A familiar 'dialogue stance system' (as Obsidian has called it) envelopes the action, allowing the player to steer the conversation based on what kind of character they're looking to portray. Through flattery, comedy, mockery, intimidation and downright rudeness, Thorton can build or destroy relationships with other characters, which will ultimately affect the direction of the narrative. Choices aren't necessarily verbal either; often there'll be an option to use physical force. At certain points in the story the game will present the option to 'execute' another character, allowing you to permanently remove them from the narrative. You can even flirt up a storm with some of your female handlers, and if your chat-up lines are up to Bond's standards, they'll end up back at your spy-pad for some hanky-panky.
Despite borrowing the mechanic from BioWare, the dialogue system happens to be one of the game's strongest assets. Obsidian is well known for its talents in the dialogue department (KOTOR2 being a shining example) and Alpha Protocol has been treated with the same care and attention. How you decide to react to different situations determines what missions you're given and what characters you're likely to encounter. Supporting this branching narrative is an impressive 30+ endings, and the mid sections will differ dramatically from game to game, too. To see everything the game has on offer will take a serious investment of time.

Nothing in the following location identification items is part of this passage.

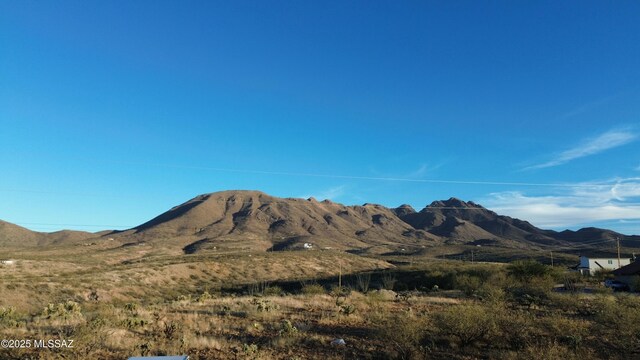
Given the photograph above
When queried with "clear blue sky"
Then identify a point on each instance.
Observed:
(111, 112)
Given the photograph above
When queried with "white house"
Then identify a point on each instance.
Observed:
(588, 266)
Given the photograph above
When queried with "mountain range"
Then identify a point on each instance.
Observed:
(253, 220)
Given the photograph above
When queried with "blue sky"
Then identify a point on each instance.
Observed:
(112, 112)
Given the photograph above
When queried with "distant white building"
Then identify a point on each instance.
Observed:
(588, 266)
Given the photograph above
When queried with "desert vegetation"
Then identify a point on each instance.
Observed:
(430, 309)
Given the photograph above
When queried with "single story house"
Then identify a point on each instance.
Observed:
(629, 275)
(589, 266)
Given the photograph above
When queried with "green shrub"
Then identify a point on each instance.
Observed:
(468, 284)
(527, 270)
(313, 289)
(273, 291)
(287, 329)
(467, 323)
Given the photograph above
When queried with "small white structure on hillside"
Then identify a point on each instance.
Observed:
(588, 266)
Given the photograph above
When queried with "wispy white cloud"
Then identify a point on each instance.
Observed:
(331, 193)
(592, 146)
(421, 171)
(577, 206)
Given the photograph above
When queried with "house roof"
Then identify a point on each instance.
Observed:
(631, 269)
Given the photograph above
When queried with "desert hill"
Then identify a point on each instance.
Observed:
(253, 220)
(12, 235)
(260, 221)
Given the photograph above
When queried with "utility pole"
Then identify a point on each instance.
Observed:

When Thorton isn't chin wagging with other characters, he's infiltrating enemy headquarters, intercepting crucial intel and taking out key members of terrorist organisations. The narrative surrounding these exploits is well crafted, if a little confusing. After a high-tech US missile falls into the wrong hands, the CIA sends Thorton to clean up the mess. During the mission, however, Thorton is betrayed by his employers, cut off and forced to go rogue. Working on his own agenda, he attempts to prevent the impending missile catastrophe while uncovering exactly who it was that sold him down the river.

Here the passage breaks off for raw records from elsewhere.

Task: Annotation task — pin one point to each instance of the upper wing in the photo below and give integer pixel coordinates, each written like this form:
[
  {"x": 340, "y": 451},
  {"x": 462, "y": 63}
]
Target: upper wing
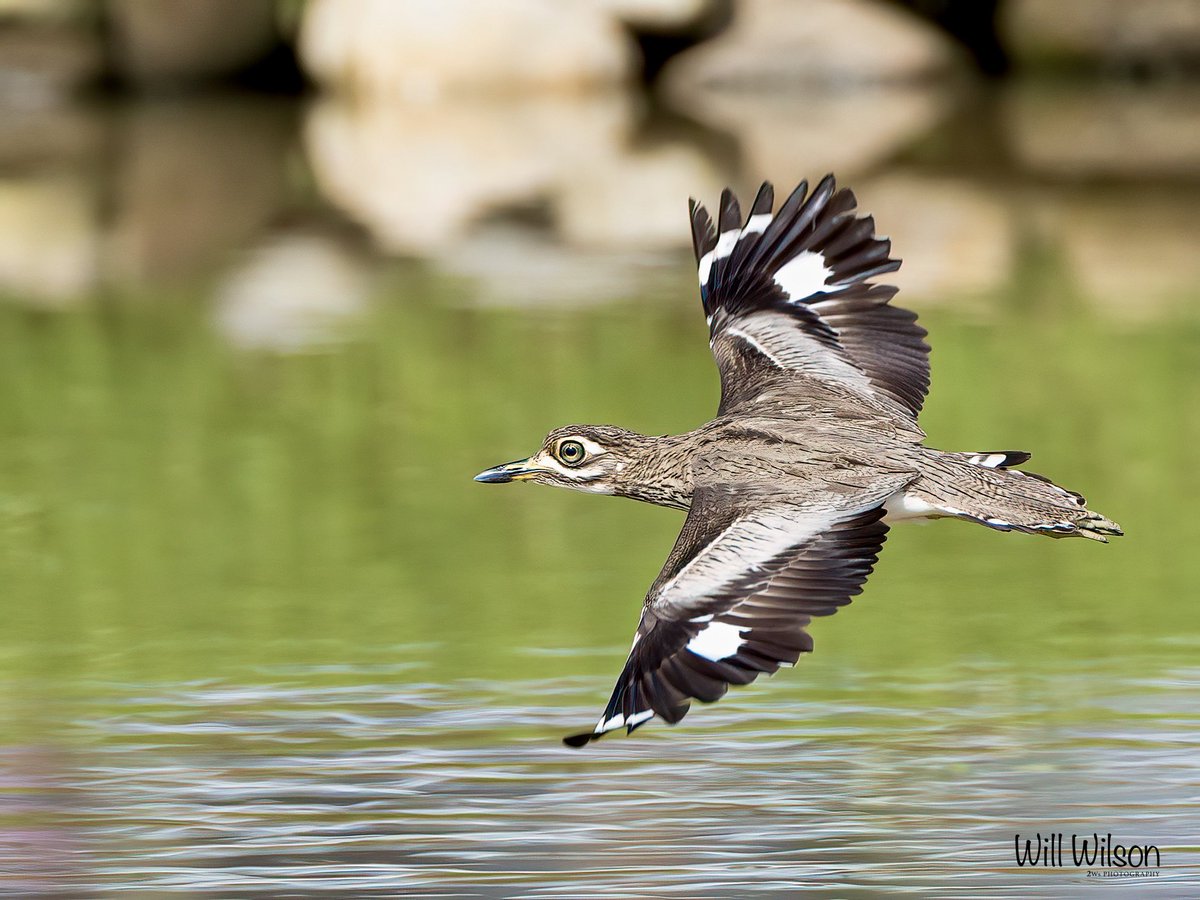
[
  {"x": 791, "y": 291},
  {"x": 733, "y": 600}
]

Thorton's mission is orchestrated out of several safe houses acting as the hub for real world locations including Tai Pei, Rome and Moscow. As far as spy-pads go, these safe houses are pretty swanky, offering services to check email, change weapon load-outs and even watch the news. It's the kind of place you imagine James Bond chilling out with a Martini before a mission. This is one thing that Alpha Protocol does reasonably well: it makes you feel like an undercover agent. Whether you're flipping through enemy dossiers on your PDA, catching up on new emails or tinkering with your equipment – you'll feel suitably like an employee of the secret services.